Animal Hero of the Week: Ning Nong
In 2004, Amber Owen was on holiday in Thailand with her family. They were staying on the beach, and the eight-year-old Amber liked to ride the beach elephants. She grew to prefer Ning Nong, a four-year-old female. On Boxing Day, she was riding Ning Nong on the beach, but Ning Nong kept trying to pull away from the shore. People were on the beach gathering fish that had mysteriously been dumped on the sand. Then the tsunami arrived, and Amber was still on Ning Nong’s back. She watched people be drowned by the wave. Ning Nong kept pushing through the water, slowly. Hotel rooms were being swept away, everything was terror and chaos, but Ning Nong pushed forward. Finally she reached a wall and wedged herself against it so that Amber could climb onto the wall. Her mother Samantha caught sight of her, and they made it to their first-floor room just as part of the ground floor was swept away.

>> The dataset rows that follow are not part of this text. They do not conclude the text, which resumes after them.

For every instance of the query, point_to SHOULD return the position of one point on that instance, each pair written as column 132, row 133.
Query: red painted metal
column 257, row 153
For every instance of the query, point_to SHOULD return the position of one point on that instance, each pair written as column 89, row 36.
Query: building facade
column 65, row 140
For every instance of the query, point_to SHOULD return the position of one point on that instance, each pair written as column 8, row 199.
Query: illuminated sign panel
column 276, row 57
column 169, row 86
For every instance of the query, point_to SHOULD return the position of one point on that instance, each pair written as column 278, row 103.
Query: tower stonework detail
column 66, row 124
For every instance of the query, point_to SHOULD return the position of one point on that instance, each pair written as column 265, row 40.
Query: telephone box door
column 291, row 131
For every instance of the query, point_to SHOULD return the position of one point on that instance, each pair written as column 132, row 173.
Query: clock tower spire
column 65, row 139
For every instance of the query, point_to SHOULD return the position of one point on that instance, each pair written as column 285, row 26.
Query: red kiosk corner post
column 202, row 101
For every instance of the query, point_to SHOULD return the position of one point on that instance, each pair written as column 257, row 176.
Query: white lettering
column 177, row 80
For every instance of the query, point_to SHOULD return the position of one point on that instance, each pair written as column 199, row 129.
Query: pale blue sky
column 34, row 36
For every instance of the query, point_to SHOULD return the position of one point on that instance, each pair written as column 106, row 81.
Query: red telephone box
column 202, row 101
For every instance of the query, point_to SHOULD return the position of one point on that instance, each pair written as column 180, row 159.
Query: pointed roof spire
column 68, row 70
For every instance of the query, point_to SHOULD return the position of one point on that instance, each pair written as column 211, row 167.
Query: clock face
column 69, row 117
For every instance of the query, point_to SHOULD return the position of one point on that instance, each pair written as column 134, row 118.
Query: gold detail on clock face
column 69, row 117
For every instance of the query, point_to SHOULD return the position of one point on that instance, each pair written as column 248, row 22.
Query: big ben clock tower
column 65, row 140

Amber now lives in Milton Keynes and still sends money to support Phuket’s working elephants. She didn’t know what happened to Ning Nong, except that she became a book and a play by Michael Morpugo called Running Wild. Then in 2016, she was identified — how? — in an elephant camp — what’s that? — in Kanchanburi, where she had been renamed Bai Tong. Given that I’m getting that from a source called “Coconuts Bangkok” be sceptical.
That’s definitely the same elephant. Right?